Fast forward a decade to the 2014 Tsilhqot’in decision, where the Supreme Court of Canada recognized the Tsilhqot’in Nation’s ownership of approximately 1,750 square kilometres of land. This landmark ruling shifted the relationship between First Nations and the Crown from a mere “duty to consult” to a “duty to consent.” This new paradigm aligns with the province’s unanimous adoption of the UN Declaration on the Rights of Indigenous Peoples in 2019. Despite recognizing the challenges within the referral process, it appears that the province is now recommitting to a flawed system with the mineral framework, circumventing the substantive changes necessitated by years of legal battles and the provincial government’s spending millions fighting First Nations in court.
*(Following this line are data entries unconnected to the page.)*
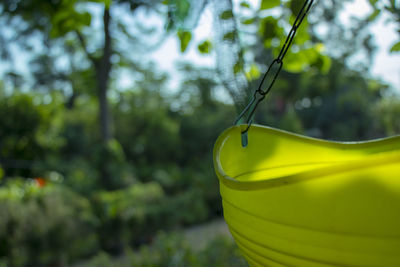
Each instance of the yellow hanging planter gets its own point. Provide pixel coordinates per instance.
(291, 200)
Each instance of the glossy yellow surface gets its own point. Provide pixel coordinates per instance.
(290, 200)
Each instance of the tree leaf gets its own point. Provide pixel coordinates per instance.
(268, 28)
(245, 4)
(267, 4)
(227, 14)
(229, 36)
(238, 67)
(205, 47)
(248, 21)
(184, 37)
(395, 47)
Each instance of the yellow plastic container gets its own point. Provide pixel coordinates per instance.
(291, 200)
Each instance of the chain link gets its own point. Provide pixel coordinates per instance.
(277, 63)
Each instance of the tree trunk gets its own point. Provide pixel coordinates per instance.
(103, 69)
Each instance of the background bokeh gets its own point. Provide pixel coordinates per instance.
(106, 158)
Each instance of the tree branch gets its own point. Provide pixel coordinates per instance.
(84, 47)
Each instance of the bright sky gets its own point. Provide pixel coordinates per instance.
(385, 66)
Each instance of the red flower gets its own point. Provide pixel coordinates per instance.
(40, 181)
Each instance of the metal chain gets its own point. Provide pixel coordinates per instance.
(259, 94)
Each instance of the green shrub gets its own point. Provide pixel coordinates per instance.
(171, 250)
(44, 225)
(133, 215)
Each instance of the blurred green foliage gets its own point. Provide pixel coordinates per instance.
(69, 196)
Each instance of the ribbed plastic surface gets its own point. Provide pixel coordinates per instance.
(290, 200)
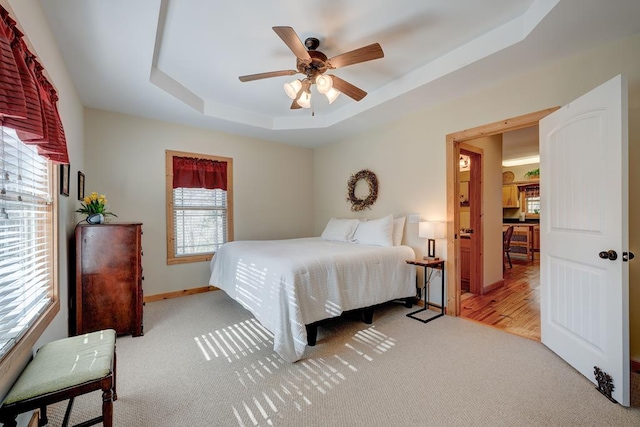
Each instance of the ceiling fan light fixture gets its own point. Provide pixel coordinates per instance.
(305, 100)
(324, 84)
(332, 94)
(292, 89)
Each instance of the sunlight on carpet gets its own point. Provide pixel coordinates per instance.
(296, 385)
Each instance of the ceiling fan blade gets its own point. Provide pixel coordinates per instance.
(348, 89)
(259, 76)
(291, 39)
(366, 53)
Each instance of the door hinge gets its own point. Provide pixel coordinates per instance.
(605, 383)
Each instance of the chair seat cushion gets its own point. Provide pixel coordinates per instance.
(65, 363)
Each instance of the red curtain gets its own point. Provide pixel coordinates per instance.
(189, 172)
(28, 101)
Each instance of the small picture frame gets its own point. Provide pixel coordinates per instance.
(80, 186)
(64, 180)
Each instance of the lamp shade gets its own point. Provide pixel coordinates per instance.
(324, 84)
(292, 89)
(332, 95)
(432, 230)
(425, 230)
(305, 100)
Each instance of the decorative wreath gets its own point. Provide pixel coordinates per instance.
(371, 179)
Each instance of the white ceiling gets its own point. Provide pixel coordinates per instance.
(179, 60)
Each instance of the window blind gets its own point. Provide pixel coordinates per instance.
(200, 220)
(25, 238)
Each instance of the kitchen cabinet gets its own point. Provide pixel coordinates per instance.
(510, 196)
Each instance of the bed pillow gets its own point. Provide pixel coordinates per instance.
(378, 232)
(340, 229)
(398, 230)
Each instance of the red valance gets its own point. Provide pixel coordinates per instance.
(190, 172)
(28, 101)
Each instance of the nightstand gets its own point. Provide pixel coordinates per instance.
(430, 266)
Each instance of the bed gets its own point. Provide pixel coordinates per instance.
(291, 284)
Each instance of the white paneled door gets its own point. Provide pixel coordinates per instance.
(584, 295)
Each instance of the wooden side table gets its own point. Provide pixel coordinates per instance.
(430, 265)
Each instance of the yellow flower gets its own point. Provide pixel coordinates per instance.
(94, 204)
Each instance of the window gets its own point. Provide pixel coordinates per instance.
(199, 205)
(28, 276)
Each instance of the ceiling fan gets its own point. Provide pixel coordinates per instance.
(314, 64)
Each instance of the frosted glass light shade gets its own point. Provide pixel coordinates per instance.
(332, 94)
(305, 100)
(292, 89)
(324, 84)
In the mining sector, there are examples of successful collaborations formed through respectful relationships and proactive decision-making that include First Nations. The 2020 agreement between the Lhoosk’uz Dené Nation, Ulkatcho First Nation, and the province, which supported the Blackwater Gold Mine, established a framework for sharing mineral revenues. Additionally, the Tahltan Central Government endorsed three operational mines, which constitute 41 per cent of mining exploration activities in B.C. The Declaration Act’s Section 7 serves as a foundational legal framework for establishing enduring, consent-based partnerships between rights holders and the Crown. In 2022, the Tahltan signed the first agreement under Section 7, marking a significant achievement in the implementation of the Declaration Act and solidifying shared decision-making processes for the Red Chris gold and copper mine in Tahltan Territory. This collaboration illustrates that when industry partners with First Nations under the UN Declaration framework, everyone can prosper.
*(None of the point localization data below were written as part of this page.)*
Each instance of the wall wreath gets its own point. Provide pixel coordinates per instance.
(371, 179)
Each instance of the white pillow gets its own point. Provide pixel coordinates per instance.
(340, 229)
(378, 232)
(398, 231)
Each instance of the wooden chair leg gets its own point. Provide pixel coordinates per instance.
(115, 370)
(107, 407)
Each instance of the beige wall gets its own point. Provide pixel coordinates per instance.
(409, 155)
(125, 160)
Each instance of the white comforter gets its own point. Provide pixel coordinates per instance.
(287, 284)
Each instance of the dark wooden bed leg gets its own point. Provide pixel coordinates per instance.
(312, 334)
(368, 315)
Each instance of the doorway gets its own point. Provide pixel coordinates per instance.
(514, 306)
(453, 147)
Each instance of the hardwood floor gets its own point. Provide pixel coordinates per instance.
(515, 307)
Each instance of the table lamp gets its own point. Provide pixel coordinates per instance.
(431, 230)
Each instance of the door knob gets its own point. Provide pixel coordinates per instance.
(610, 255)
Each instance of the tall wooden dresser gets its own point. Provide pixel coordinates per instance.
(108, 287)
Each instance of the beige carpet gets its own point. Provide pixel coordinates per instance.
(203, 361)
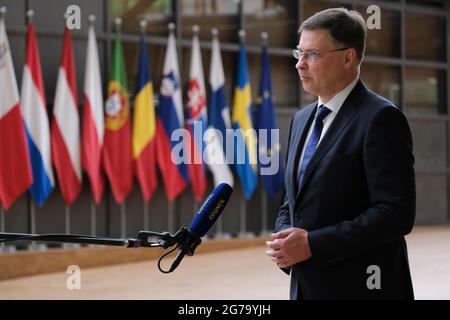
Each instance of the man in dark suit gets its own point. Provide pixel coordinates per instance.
(350, 183)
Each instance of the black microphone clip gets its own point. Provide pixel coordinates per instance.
(186, 241)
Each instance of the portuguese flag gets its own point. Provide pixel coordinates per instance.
(117, 160)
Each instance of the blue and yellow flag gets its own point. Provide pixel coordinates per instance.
(272, 171)
(245, 144)
(144, 127)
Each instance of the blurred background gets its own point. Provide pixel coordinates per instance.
(407, 61)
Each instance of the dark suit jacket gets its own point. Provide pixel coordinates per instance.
(356, 200)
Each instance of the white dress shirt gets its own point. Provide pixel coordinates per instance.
(334, 105)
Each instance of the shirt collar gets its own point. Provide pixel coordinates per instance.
(337, 101)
Nonetheless, the framework does not come close to abiding by this collaborative approach, representing a step backward in recognizing the minimum human rights enshrined under the Declaration Act. Many in the industry may view this framework as a positive development, but this perspective conveniently overlooks the government’s obligations to uphold First Nations’ rights. Without meaningful changes, history has a habit of repeating itself, leading to continued costly legal disputes and hindering genuine reconciliation efforts. The framework risks perpetuating business-as-usual practices that exclude First Nations from critical decision-making processes.
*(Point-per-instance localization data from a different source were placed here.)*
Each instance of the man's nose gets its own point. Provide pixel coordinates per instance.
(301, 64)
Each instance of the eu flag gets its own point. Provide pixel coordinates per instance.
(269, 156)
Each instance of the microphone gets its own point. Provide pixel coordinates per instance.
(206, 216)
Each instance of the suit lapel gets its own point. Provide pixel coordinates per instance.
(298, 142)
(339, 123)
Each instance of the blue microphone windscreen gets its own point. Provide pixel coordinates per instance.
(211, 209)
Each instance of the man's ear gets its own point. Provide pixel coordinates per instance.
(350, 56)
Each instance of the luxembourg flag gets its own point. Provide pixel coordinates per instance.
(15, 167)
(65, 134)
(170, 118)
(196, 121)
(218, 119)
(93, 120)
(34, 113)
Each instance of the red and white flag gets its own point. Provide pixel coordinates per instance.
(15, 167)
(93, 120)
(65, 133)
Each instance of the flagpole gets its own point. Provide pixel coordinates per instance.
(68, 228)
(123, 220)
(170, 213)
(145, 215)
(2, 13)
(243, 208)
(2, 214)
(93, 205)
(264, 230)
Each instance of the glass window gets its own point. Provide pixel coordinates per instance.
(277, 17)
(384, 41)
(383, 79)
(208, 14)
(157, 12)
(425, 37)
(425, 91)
A government committed to the principles outlined in the UN Declaration fosters partnerships rather than barriers, leading to shared prosperity for all British Columbians. A sustainable and thriving economy built on mutual respect and consent with First Nations rewards industry for being a true partner in economic reconciliation, rather than perpetuating outdated notions of governance that marginalize First Nations voices. Threats to our sovereignty by Trump and the United States must not force us backwards to old concepts of decision-making and governance. The people of B.C. deserve a future that progresses forward to a more inclusive society. First Nations in B.C. remain committed to building stronger relationships with both the Crown and industry, ensuring that all communities can prosper and flourish while respecting First Nations rights and values.

Terry Teegee is the regional chief of the B.C. Assembly of First Nations.